Ana Maria Gonçalves é a primeira negra imortal da ABL

Luiz de Carvalho

 

Um dia histórico na Academia Brasileira de Letras: depois de 128 anos de história, a instituição literária fundada por um escritor negro, Machado de Assis, elegeu nesta quinta-feira, 10, a primeira mulher negra, a escritora mineira Ana Maria Gonçalves, autora do celebrado livro “Um defeito de cor” (Record)

 

Ela vai ocupar a cadeira 33, que está vaga desde a morte de Evanildo Bechara.Ana Maria é mineira de Ibiá, 55 anos, obteve 30 votos. Em segundo lugar ficou Eliana Potiguara, escritora indígena, autora de “A Cura da Terra”.

 

A eleição de hoje da ABL foi considerado um dia histórico na história da academia por ter entre os candidatos mais bem votados uma mulher negra, seguida por uma mulher indígena.

 

Também concorreram à cadeira de Bechara os escritores Ruy da Penha Lobo, Wander Lourenço de Oliveira, José Antônio Spencer Hartmann Júnior, Remilson Soares Candeia, João Calazans Filho, Célia Prado, Denilson Marques da Silva, Gilmar Cardoso, Roberto Numeriano, Aurea Domenech e Martinho Ramalho de Melo.

 

 

Um defeito de cor

Ana Maria Gonçalves é uma das mais celebradas escritoras brasileiras das últimas décadas, autora de um livro que vem sendo considerado o mais importante desde o início deste século, “Um defeito de cor”, que conta a trajetória de uma menina nascida no Reino do Daomé e capturada como escrava aos 8 anos, até a sua volta à terra natal. O livro, multipremiado, inspirou o enredo da Portela para o carnaval 2024. A personagem principal é inspirada em Luísa Mahin, uma das lideranças da  Revolta dos Malês, 1835.

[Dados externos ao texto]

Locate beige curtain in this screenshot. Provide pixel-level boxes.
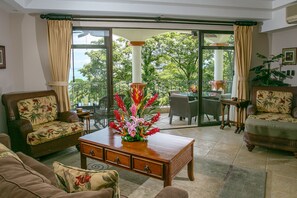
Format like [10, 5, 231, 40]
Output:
[234, 25, 254, 120]
[47, 20, 72, 112]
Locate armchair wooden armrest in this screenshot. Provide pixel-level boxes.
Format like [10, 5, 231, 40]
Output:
[9, 119, 33, 141]
[247, 104, 257, 115]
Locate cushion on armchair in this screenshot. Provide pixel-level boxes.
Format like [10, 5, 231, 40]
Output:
[53, 162, 120, 198]
[256, 90, 293, 113]
[27, 121, 83, 145]
[17, 96, 58, 126]
[17, 95, 83, 145]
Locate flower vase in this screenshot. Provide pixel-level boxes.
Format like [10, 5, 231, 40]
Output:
[122, 134, 147, 142]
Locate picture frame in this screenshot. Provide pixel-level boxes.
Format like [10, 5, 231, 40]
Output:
[0, 45, 6, 69]
[282, 48, 297, 65]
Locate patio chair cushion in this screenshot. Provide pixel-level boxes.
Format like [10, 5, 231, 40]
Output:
[256, 90, 293, 113]
[17, 96, 58, 126]
[27, 121, 84, 145]
[53, 161, 120, 198]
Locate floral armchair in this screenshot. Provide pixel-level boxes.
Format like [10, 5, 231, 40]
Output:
[244, 87, 297, 157]
[2, 90, 83, 157]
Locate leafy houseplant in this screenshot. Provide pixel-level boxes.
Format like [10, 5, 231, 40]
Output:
[250, 53, 289, 86]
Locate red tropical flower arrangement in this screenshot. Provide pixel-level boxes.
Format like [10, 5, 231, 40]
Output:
[109, 87, 160, 142]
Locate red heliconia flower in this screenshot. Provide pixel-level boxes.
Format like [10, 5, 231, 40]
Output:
[151, 112, 160, 124]
[75, 175, 92, 186]
[145, 128, 160, 135]
[109, 122, 121, 132]
[143, 93, 158, 109]
[143, 121, 152, 126]
[114, 93, 127, 113]
[113, 110, 121, 122]
[131, 87, 143, 106]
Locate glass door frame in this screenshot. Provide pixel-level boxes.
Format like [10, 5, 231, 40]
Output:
[72, 26, 113, 111]
[197, 30, 234, 127]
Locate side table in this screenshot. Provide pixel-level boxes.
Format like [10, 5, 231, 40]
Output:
[75, 110, 91, 134]
[220, 99, 250, 133]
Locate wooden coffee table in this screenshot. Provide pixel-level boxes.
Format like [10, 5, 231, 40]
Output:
[79, 128, 195, 187]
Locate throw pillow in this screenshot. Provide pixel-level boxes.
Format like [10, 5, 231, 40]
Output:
[256, 90, 293, 113]
[17, 96, 58, 126]
[53, 162, 120, 198]
[0, 143, 22, 162]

Um Defeito de Cor”: romance histórico antirracista – ARTE NO SUL

 

Luísa Mahin é mãe do poeta, advogado, abolicionista, orador, jornalista e escritor  Luis Gama, Patrono da Abolição da Escravidão do Brasil.

 

“É um dia histórico. É uma mulher negra que espero que entre na academia fazendo uma grande ‘descendência’. Nós temos aprendido tanto com o feminismo negro e a Ana é uma grande representante desse grupo de pensadoras, desse grupo de intérpretes do Brasil. É uma alegria para a ABL receber agora minha comadre — que já o era antes — e autora de um livro que desfilou na Sapucaí, é um dos livros mais importantes desses 25 anos”, disse Lilia Moritz Schwarcz, que entrou na ABL em 2023.

 

“[Ana Maria Gonçalves produz] uma literatura de muito fôlego, muita potência. A casa se sente agradecida a vida por ter nos mandado a Ana. Representa que estamos vivos, permanecendo ativos nesse contexto variado de diversidade, muitas e de todos os tipos, étnicas, culturais, as religiosas, etc”, disse Gilberto Gil, eleito para a academia em 2021.